This week I had the experience of doubt. I had to make a big decision, and I kept coming to a certain conclusion and then doubting it and questioning it, giving me a sinking, uneasy feeling in the pit of my stomach. But wait, the doubt kept saying. What if you are making a terrible mistake? Maybe the other way is better? I noticed how corrosive the doubt was. When I was under its attack, I was restless and distracted, unable to focus or be present to what was going on around me, unable to engage in the precious moments of right now with full heart and passion, trapped in a wearying, immobilizing loop in my brain.
This Shabbat before Purim we remember Amalek, the eternal enemy of God and the Jewish people. It is often noted that the gematria, the Hebrew numerical value, of the name Amalek, is the same as the gematria of the word safek, doubt. Amalek stands for doubt, the gnawing unsureness that robs us of the ability to act with strength and whole-heartedness.
The Torah says that Amalek attacked us while we were weak and exhausted, in a period of transition out of slavery, on the beginning of a path, baderekh. That is how doubt operates. It comes at us when we are in some transition, not yet secure and confident of our path. The people of Israel finally screwed up the courage and faith to make a change and leave Egypt, a very difficult thing to do, but they took the leap of faith, and then, just as they are beginning to walk on their toddler legs of faith, boom, Amalek attacks; they are hit with doubt. Yes, God saved us from Egypt and we should follow Him, but what is happening now with this other nation attacking us? Maybe He has abandoned us? Maybe that Egypt thing was just an accident? Just at the beginning of any path, when we are still not sure of ourselves, that is when doubt strikes.
And when it strikes, it has a cooling off power. The rabbis read the Torah’s term for Amalek’s approach, asher korkha baderekh, literally, “who happened upon you on the way” as related to the word kor, cold. What Amalek did was throw cold water on the people’s enthusiasm for this God project. Whatever fervor and trust they had built for this path was dampened; they became that much less clear and whole-hearted. We can feel how that happens to us. We have some grand beautiful scheme, some pie in the sky belief, and then someone comes along, or our own doubt comes along, and begins to poke holes in it, to doubt, to question, to be skeptical. Afterwards, even if we continue on that path, we are cooled down; we are missing the spark and the excitement. That is what doubt does.

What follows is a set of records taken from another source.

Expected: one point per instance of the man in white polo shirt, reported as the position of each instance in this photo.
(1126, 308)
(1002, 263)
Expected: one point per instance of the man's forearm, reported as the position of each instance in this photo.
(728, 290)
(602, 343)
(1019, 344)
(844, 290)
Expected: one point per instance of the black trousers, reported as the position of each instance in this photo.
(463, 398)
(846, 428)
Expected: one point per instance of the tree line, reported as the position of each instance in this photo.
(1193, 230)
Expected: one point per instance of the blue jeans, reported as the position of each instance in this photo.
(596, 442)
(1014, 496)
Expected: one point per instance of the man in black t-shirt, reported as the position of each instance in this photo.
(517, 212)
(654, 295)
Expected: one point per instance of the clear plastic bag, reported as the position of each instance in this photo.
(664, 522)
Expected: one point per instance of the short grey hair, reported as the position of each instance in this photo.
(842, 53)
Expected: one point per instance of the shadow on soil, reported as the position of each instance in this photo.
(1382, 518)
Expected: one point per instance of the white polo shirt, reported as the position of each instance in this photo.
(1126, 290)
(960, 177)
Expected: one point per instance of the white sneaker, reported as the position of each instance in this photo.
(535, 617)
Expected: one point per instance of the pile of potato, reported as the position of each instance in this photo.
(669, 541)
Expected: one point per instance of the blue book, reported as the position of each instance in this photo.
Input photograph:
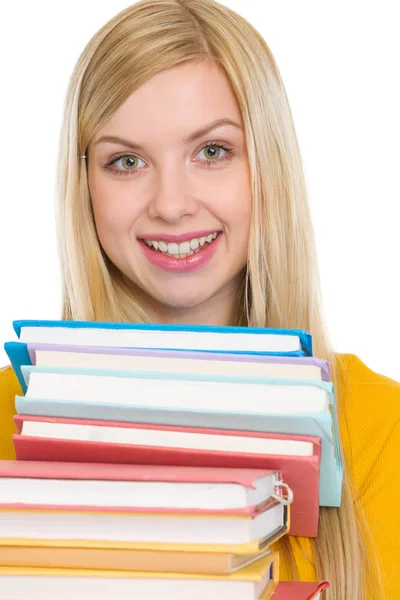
(322, 424)
(234, 340)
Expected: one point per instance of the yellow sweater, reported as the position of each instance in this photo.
(369, 423)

The Purim story, too, includes the theme of doubt. In a pivotal scene of the Megillah in chapter four, Mordecai sends Esther a message that she should approach the king to advocate for her people. What is her reaction? DOUBT. She doesn’t disagree with him. She is just worried, doubting whether she can be successful in the venture given the normal workings of the kingship. Mordecai replies with sureness that can only come from total faith. He has no doubts. He knows that God will make certain things happen. It is just a question of through whom. And so, in the face of this sureness, this confidence, this faith, Esther agrees to approach the king. But she asks for one other thing — that all the people fast with her for three days; if she is going to do this despite her doubt, she needs support; she needs to feel the strength of the community’s faith and resolve.
The people’s battle with Amalek and our own struggles with doubt, are never easy. When the people are first attacked by Amalek, they actually begin to lose. Doubt is strong. It wends its way into our hearts and weakens us. What finally turns the battle around are Mohe’s upraised hands, a symbol of faith in the heavens above, of a power beyond the realistic doubts of this world.
This Shabbat, when we remember Amalek, we can also acknowledge our own struggles with doubt, and, like Esther and Moshe, gird ourselves with faith and trust to continue on the path ahead of us.